Copy the CSD file MLServer-9.4.7-CONFIG.jar to the Cloudera CSD directory, typically /opt/cloudera/csd.
cp ./MLServer-9.4.7-CONFIG.jar /opt/cloudera/csd/
Modify the permissions of CSD file as follows:
sudo chmod 644 /opt/cloudera/csd/MLServer-9.4.7-CONFIG.jar
sudo chown cloudera-scm:cloudera-scm /opt/cloudera/csd/MLServer-9.4.7-CONFIG.jar
Restart the cloudera-scm-server service:
sudo service cloudera-scm-server restart
In Cloudera Manager, click the parcel icon on the top right menu bar.
On the left, find and select MLServer-9.4.7 in the parcel list. If you don't see it, check the parcel-repo folder.
On the right, in the parcel details page, MLServer-9.4.7 should have a status of Downloaded with an option to Distribute. Click Distribute to roll out Machine Learning Server on available nodes.
Status changes to distributed. Click Activate on the button to make Machine Learning Server operational in the cluster.
You are finished with this task when status is "distributed, activated" and the next available action is Deactivate.
In Cloudera Manager home page, click the down arrow by the cluster name and choose Add Service.
Find and select MLServer-9.4.7 and click Continue to start a wizard for adding services.
In the next page, add role assignments on all nodes used to run the service, both edge and data nodes. Click Continue.
On the last page, click Finish to start the service.
Machine Learning Server should now be deployed in the cluster.
You have the option of rolling back the active deployment in Cloudera Manager, perhaps to use an older version. You can have multiple versions in Cloudera, but only can be active at any given time.
In Cloudera Manager, click the Parcel icon to open the parcel list.
Find MLServer-9.4.7 and click Deactivate.
The parcel still exists, but Machine Learning Server is not operational in the cluster.
The above steps apply to 9.3.0 and 9.4.7. If you have R Server (either 9.1 or 9.0.1), see Install R Server 9.1 on CDH and Install R Server 9.0.1 on CDH for release-specific documentation.
We recommend starting with How to use RevoScaleR with Spark or How to use RevoScaleR with Hadoop MapReduce.

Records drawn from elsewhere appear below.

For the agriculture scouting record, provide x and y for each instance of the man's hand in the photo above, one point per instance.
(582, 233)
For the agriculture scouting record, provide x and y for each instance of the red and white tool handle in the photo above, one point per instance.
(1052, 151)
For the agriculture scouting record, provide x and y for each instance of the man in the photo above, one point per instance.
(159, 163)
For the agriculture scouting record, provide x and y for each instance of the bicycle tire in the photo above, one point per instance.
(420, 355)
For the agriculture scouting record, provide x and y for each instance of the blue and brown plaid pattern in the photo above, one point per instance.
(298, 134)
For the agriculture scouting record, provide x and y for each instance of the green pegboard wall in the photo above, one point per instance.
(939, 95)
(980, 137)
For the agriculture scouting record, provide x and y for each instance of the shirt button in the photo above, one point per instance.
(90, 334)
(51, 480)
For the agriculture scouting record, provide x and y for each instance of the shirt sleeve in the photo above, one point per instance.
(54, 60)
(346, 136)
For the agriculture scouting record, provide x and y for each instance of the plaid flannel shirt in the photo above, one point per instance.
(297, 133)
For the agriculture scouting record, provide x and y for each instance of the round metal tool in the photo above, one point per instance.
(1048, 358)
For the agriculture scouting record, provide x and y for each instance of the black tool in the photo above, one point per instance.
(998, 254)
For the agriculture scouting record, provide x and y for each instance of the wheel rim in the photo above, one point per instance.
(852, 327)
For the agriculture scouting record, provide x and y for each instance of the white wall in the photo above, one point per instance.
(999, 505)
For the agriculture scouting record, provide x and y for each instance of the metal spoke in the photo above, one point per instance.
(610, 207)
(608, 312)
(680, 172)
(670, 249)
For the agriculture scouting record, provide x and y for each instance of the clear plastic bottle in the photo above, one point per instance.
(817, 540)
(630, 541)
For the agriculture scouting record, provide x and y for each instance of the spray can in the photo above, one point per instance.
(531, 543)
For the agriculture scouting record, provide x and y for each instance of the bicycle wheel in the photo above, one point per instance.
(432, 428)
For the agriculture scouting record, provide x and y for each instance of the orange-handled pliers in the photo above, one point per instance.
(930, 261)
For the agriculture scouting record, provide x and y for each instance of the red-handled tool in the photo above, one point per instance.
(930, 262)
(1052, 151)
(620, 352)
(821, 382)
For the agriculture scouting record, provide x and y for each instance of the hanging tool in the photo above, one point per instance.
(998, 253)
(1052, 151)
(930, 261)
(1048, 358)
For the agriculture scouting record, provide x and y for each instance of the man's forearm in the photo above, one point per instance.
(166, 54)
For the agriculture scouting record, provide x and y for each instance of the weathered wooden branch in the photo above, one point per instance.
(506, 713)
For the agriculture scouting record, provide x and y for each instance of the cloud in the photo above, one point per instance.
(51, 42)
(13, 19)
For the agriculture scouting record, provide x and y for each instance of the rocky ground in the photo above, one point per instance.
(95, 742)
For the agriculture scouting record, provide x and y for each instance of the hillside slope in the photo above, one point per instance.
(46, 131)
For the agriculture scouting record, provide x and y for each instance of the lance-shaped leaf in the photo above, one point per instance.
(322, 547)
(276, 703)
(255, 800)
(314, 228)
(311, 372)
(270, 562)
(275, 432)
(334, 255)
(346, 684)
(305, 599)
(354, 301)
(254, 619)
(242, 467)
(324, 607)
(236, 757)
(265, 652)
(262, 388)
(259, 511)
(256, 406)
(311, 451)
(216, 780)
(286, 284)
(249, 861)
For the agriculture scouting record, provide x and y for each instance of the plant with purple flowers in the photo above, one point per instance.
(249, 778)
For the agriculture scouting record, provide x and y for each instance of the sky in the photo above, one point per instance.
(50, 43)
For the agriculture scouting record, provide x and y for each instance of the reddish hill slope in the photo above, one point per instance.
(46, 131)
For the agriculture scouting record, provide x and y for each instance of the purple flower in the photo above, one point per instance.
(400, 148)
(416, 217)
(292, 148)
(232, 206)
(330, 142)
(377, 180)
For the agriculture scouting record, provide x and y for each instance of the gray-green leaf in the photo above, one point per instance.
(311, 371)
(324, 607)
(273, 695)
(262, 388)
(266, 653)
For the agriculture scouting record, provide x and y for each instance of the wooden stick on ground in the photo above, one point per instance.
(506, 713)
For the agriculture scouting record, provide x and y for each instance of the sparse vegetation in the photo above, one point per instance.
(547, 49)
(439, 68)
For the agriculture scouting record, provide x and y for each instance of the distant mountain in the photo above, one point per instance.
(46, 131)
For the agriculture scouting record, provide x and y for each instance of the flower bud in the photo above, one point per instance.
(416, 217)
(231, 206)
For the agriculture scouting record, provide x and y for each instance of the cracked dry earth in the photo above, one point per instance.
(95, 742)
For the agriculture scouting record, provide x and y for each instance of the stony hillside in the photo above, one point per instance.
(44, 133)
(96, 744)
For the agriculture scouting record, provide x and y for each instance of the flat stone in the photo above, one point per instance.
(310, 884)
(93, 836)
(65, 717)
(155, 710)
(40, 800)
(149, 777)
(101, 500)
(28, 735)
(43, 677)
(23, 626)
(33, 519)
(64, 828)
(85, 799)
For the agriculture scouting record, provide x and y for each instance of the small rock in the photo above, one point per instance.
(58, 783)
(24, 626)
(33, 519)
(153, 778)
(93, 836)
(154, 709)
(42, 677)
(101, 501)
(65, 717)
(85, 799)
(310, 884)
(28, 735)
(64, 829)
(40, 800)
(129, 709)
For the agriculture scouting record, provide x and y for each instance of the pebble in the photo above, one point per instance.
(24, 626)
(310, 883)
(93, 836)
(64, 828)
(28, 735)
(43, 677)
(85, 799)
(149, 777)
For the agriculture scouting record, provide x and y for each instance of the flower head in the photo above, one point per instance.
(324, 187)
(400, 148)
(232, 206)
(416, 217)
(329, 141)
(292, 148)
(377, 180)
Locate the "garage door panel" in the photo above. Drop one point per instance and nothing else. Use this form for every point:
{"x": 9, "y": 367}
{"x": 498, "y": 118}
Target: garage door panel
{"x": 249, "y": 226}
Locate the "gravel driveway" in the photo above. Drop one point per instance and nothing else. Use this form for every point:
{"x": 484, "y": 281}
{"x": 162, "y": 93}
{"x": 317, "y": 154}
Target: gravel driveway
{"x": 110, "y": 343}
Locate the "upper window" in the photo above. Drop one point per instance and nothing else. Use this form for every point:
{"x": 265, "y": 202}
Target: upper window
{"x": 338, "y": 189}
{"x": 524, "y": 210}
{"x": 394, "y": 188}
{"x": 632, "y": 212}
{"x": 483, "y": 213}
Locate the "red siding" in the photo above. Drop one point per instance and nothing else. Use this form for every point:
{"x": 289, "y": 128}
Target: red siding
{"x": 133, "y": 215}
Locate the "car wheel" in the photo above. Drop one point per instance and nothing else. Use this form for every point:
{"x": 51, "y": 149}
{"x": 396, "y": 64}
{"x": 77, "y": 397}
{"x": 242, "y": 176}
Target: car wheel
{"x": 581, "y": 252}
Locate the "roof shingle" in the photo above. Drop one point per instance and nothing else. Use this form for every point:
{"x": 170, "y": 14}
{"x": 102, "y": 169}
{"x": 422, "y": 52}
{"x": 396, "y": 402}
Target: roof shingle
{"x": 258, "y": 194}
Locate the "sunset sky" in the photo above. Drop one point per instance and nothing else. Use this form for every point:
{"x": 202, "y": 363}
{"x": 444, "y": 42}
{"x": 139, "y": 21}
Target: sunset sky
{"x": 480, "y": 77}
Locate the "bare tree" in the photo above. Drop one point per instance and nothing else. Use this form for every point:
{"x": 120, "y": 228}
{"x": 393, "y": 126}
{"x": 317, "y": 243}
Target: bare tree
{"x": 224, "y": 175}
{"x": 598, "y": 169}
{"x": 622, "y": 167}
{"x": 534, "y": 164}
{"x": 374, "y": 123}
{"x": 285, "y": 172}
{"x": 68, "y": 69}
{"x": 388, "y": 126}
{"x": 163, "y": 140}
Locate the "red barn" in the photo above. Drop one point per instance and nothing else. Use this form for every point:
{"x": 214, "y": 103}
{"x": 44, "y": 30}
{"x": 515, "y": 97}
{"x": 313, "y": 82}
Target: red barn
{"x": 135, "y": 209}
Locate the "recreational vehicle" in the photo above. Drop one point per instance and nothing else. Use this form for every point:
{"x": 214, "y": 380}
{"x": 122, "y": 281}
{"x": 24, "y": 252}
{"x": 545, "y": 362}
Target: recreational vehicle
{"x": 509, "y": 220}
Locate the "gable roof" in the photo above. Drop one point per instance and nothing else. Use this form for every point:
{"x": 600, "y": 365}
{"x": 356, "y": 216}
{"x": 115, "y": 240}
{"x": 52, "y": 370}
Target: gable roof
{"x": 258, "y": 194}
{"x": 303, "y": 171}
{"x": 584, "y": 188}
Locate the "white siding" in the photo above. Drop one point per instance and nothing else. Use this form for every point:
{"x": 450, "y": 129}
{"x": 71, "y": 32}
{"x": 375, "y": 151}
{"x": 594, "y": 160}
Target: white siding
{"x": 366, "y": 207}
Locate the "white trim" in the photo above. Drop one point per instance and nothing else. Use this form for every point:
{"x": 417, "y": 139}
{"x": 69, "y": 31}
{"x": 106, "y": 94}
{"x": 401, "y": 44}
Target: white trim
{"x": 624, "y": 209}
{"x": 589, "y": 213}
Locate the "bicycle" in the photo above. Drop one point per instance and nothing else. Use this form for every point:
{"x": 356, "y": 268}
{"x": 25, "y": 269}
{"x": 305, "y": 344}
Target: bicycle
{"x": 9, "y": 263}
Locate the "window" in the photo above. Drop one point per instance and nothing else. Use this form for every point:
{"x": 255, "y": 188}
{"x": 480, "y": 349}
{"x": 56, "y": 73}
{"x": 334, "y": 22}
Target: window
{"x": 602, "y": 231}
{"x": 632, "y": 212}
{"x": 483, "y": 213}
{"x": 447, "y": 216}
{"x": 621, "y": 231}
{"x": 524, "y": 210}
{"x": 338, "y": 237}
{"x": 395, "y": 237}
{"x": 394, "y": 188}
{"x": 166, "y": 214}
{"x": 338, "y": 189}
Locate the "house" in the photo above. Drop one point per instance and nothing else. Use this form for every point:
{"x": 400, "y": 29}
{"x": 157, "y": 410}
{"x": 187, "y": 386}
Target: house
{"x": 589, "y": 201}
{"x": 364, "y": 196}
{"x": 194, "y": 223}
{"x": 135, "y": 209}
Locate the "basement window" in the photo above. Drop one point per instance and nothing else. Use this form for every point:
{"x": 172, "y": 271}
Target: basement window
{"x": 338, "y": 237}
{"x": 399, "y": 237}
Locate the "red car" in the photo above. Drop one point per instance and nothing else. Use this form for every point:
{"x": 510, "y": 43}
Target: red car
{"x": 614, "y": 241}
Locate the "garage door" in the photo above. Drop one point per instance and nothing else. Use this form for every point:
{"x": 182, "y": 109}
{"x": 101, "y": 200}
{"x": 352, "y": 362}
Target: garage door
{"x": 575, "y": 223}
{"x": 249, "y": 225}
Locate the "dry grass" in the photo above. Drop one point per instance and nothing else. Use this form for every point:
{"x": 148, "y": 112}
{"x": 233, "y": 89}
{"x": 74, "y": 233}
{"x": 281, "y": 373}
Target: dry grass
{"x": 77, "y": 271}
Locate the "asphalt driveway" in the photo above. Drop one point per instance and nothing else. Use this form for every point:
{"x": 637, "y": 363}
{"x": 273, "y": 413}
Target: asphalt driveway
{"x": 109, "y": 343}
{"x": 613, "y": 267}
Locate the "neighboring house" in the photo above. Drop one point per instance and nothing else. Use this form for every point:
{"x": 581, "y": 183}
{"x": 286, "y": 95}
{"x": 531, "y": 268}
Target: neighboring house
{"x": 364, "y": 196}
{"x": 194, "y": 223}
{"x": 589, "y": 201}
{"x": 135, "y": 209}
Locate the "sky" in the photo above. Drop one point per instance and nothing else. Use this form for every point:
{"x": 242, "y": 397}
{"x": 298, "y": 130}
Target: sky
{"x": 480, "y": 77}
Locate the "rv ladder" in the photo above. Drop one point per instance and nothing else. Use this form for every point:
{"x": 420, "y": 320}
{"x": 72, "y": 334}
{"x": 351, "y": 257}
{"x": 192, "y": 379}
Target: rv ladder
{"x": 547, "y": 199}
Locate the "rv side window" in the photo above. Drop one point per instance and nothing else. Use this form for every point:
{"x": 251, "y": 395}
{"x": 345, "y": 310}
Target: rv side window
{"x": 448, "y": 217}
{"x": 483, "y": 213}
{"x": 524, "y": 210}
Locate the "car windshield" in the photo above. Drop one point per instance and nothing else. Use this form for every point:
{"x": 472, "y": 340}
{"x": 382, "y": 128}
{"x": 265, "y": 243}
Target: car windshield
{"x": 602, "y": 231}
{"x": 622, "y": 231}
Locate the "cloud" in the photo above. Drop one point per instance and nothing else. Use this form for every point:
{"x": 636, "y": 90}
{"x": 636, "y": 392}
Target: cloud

For a list of functions that utilize Yarn and Hadoop infrastructure to process in parallel across the cluster, see Running a distributed analysis using RevoScaleR functions.
R solutions that execute on the cluster can call functions from any R package. To add new R packages, you can use any of these approaches:
- Use a parcel and create new parcel using generate_mlserver_parcel.sh script.
- Use the RevoScaleR rxExec function to add new packages.
- Manually run install.packages() on all nodes in Hadoop cluster (using distributed shell or some other mechanism).